Ust. Arif Awaluddin,SH.MHum, Dr.Hidayat Nurwahid.MA, Ibnu Salimi,SPt.

Oleh : Ust. Arif Awaludin, SH. MHum

(Dewan Pimpinan Wilayah Partai Keadilan Sejahtera Jawa Tengah)

Alkisah, ada seorang bernama Abu Nawas. Ia dikenal cerdas, bersahaja dan ahli hikmah. Suatu pagi yang cerah, Abu Nawas terlihat berputar-putar mengelilingi rumahnya. Ia berjalan, berhati-hati seraya membungkukkan badan dan matanya tajam menyorot setiap sudut di depan, belakang dan samping rumahnya. Serius, fokus dan cermat.

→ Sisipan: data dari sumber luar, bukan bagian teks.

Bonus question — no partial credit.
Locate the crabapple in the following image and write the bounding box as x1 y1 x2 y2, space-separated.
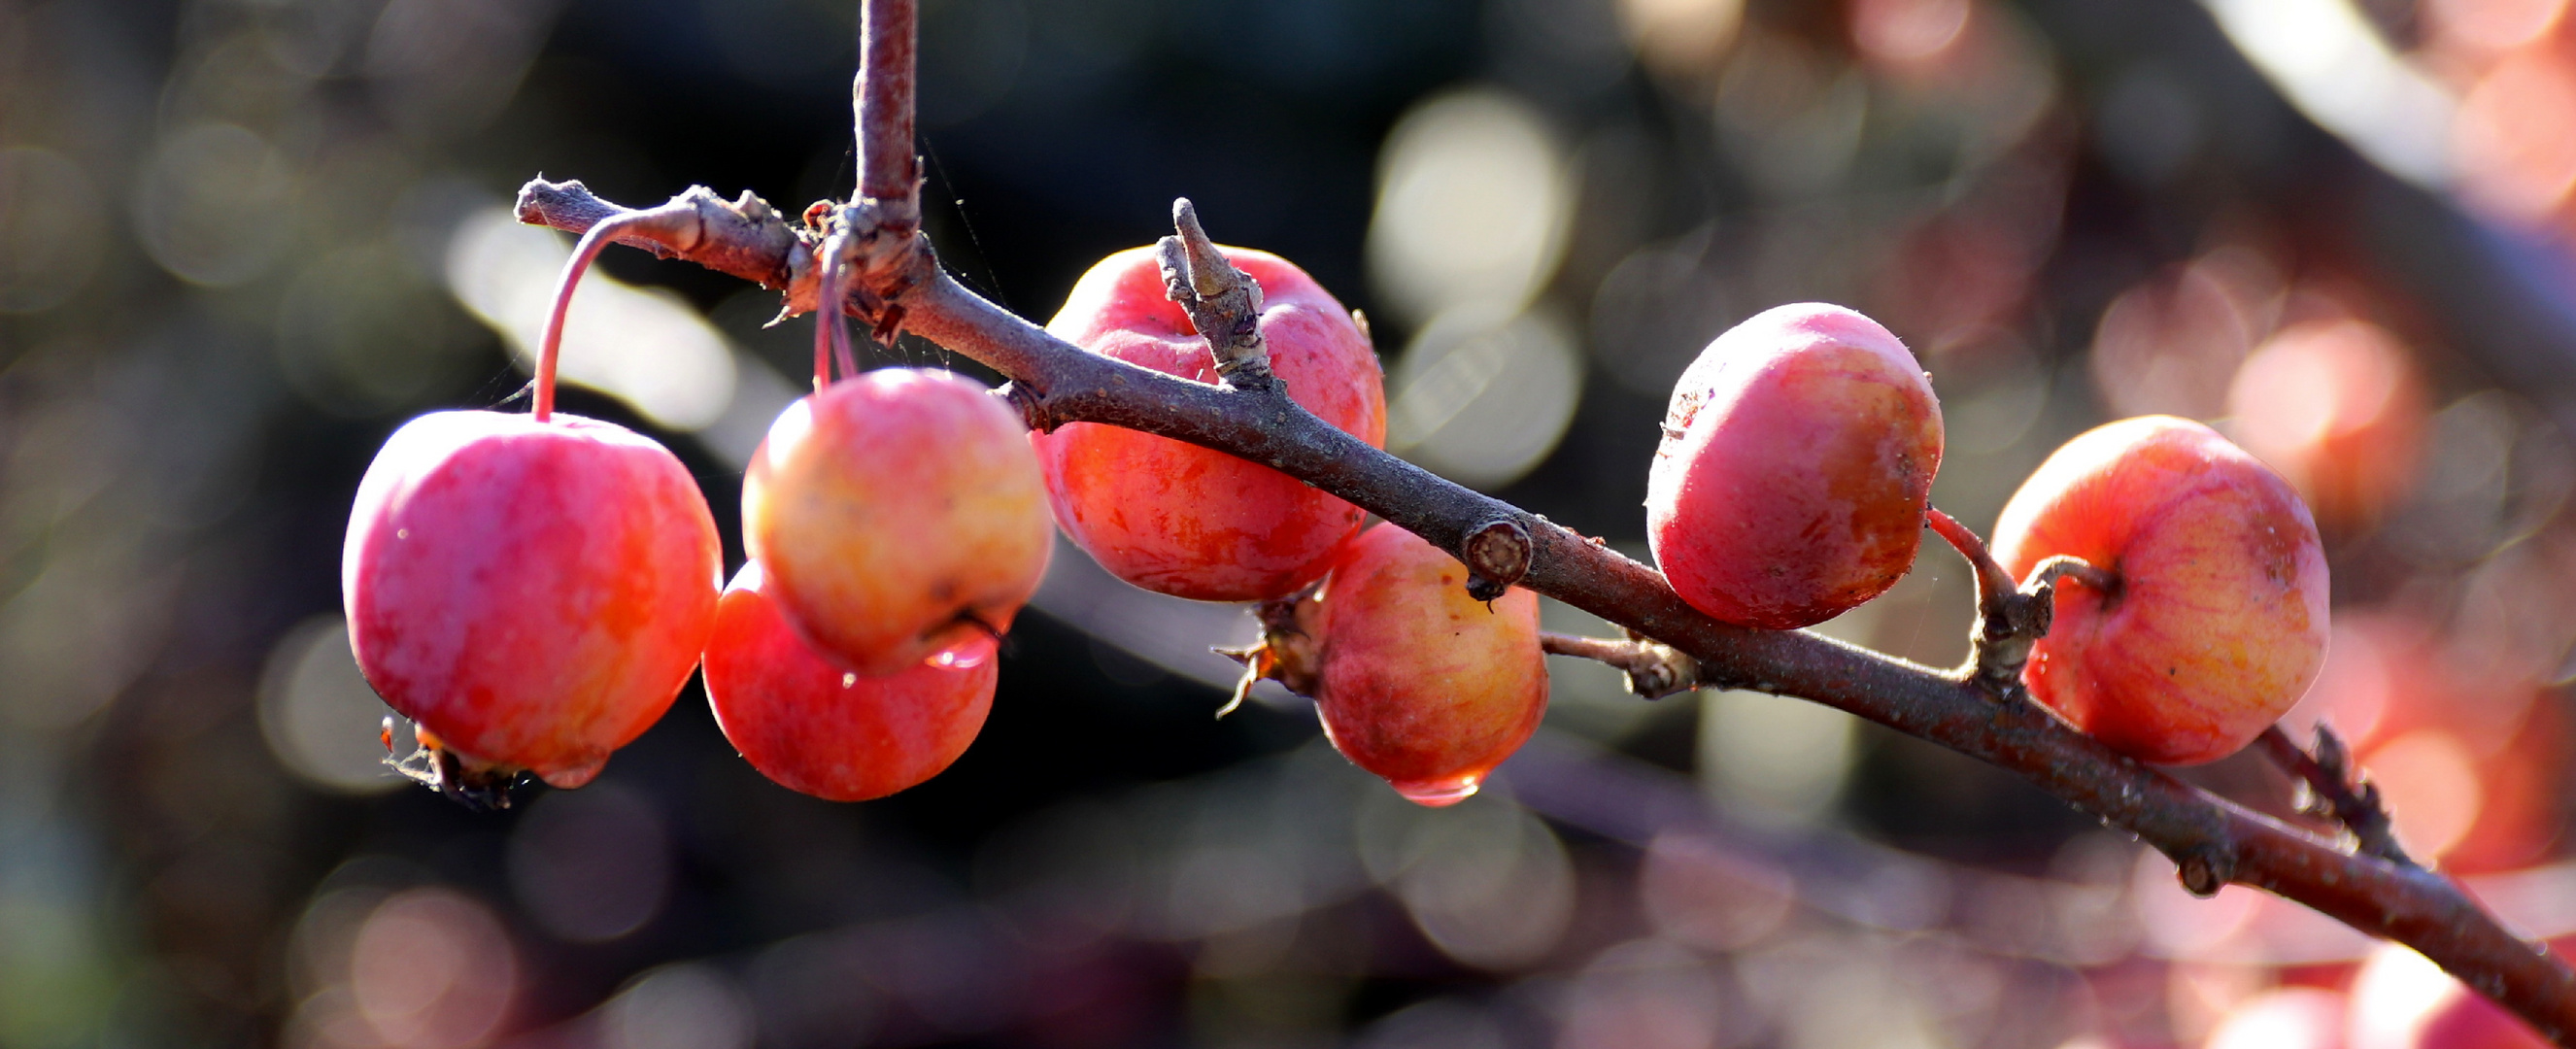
743 367 1051 676
344 410 721 790
1034 246 1385 601
1645 302 1944 629
1992 416 2329 765
1312 524 1546 806
2226 318 2426 532
702 561 996 801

Tingkahnya ini membuat para tetangga bertanya-tanya, apa gerangan yang Abu Nawas cari? Setelah sekian lama diperhatikan, rasa penasaran para tetangga pun memuncak. Dengan nada heran mereka bertanya, ”Hai Abu Nawas, apa yang sedang kau cari? Sepanjang hari kami melihatmu berputar-putar mengelilingi rumah. Benda apa yang hilang ?”.

”Aku sedang mencari sepasang tongkatku,” jawab Abu Nawas. ”Bukankah tongkatmu biasa disimpan di dalam rumah, kenapa mencari di luar rumah?” tanya sang tetangga keheranan. ”Di dalam rumah gelap, sedangkan di luar rumah terang. Jadi aku mencarinya di sini,” jawab Abu Nawas santai.

Ayyuhal ikhwah, aktivitas dakwah memang membutuhkan kerja yang serius, fokus dan lurus. Serius artinya penuh dengan kesungguhan (jiddiyatul ’amal). Fokus artinya terarah pada sasaran dan tujuan (ahdaf). Lurus artinya mengikuti garis strategi yang dicanangkan dan tahapan-tahapannya (istiqomatul manhaj).

Lalu apa relevansinya kisah ini dengan kerja-kerja dakwah? Apa yang dilakukan oleh Abu Nawas adalah otokritik bagi aktivis dakwah. Karena seringkali kerja dakwah dilakukan di tempat-tempat yang ”terang”. Sementara sasaran dakwah berada dan berkumpul di tempat-tempat yang ”gelap”. Mereka tinggal dan berada di ruang-ruang publik yang jauh dari nuansa ”agamis”. Seperti pasar, birokrasi, perusahaan, organisasi sosial, perkumpulan, kelompok hobi, profesional, pabrik, sawah, kebun, bahkan warung kopi. Pekerjaan yang dilakukan pun jauh dari nuansa ”ukhrowi”. Tapi di situlah mereka berada.

Apabila dakwah masih terus dilakukan di ruang-ruang publik yang ”agamis” atau ”elitis”, maka dakwah pun akan berjalan lama untuk mencapai tujuannya yang mulia. Menentukan fokus dalam dakwah menjadi hal yang penting bagi aktivis dakwah. Ketajaman dalam membidik fokus dakwah, baik akurasinya maupun cara meraihnya adalah sebuah tuntutan yang tidak bisa ditawar lagi. Dakwah yang dilakukan bertahun-tahun seharusnya mampu melahirkan figur-figur kader yang titis dalam menentukan fokus.

Setiap masa selalu melahirkan kader-kader dakwah yang memahami kebutuhan dakwah saat itu. Fokus dakwah pun akan berjalan seiring dengan kebutuhan dakwahnya. Oleh karena itu di era pemenangan dakwah ini dibutuhkan jumlah pendukung dakwah yang berlipat ganda. Fokus dakwah pun harus berkembang mengikuti kebutuhan dakwah.